Groundwater Supplies (Water = Jobs)
Groundwater is the cornerstone of our economy. It makes possible rural and city development, serves industry of all types, and is responsible for the very existence of Sonoma County’s diversified agricultural base.
Sonoma County has mapped its entire region into four Groundwater Availability Classifications:
1) Major Groundwater Basin
2) Major Natural Recharge Area
3) Marginal Groundwater Availability Area
4) Areas With Low or High Variable Water Yield
Much of Sonoma County has been identified as either a Class 3 or Class 4 area.
There are four major groundwater basins in Sonoma County. They are the Sonoma Valley Groundwater Basin, Petaluma Valley Basin, Santa Rosa Plain Groundwater Basin, and the Alexander Valley Groundwater Basin.
The largest groundwater basin in the County is the Santa Rosa Plain Groundwater Basin. It is fourteen miles long and stretches from Penngrove to Windsor. The Sonoma County Water Agency has established seven groundwater wells along the banks of the Russian River, and drilled emergency wells on Todd Road, Sebastopol Road, and Occidental Road. During peak demand, these wells pump approximately 103 million gallons per day (mgd), the water is piped to Santa Rosa, Rohnert Park, Cotati, core area Penngrove, Petaluma, Sonoma, Novato, Ignacio, San Rafael, Corte Madera, and Sausalito.

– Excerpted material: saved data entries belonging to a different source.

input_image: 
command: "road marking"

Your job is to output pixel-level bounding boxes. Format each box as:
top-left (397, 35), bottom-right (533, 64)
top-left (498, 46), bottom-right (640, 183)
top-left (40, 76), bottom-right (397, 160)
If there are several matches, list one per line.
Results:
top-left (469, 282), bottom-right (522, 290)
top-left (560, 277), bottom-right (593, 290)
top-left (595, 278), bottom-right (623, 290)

Exports of Sonoma County groundwater to Marin County represent about six billion gallons per year. Marin Municipal Water District paid $6.3 million dollars for another 5,000 acre feet per year in 2005 – the additional water has yet to be delivered. Marin County has not developed its own water supplies and gave up water it imported from the city of Richmond.
In 1996, the well on my ranch, located on Adobe Road, went dry as area groundwater levels continued to drop. In 1999 I began following Rohnert Park’s General Plan Update process.
During the General Plan Update I learned Rohnert Park wants to build 5,000 homes and develop five million square feet of commercial and industrial space. Rohnert Park admitted that the area’s water table had dropped 150 feet over the past 25 years from pumping so much water.
I collected about 9,000 pages of documentation and filed it with Rohnert Park believing the City Council would not move forward with its General Plan based on the fact that it was undisputable that groundwater supplies are in decline. I was wrong. In July of 2000 the City Council voted 4-1 and approved the new General Plan.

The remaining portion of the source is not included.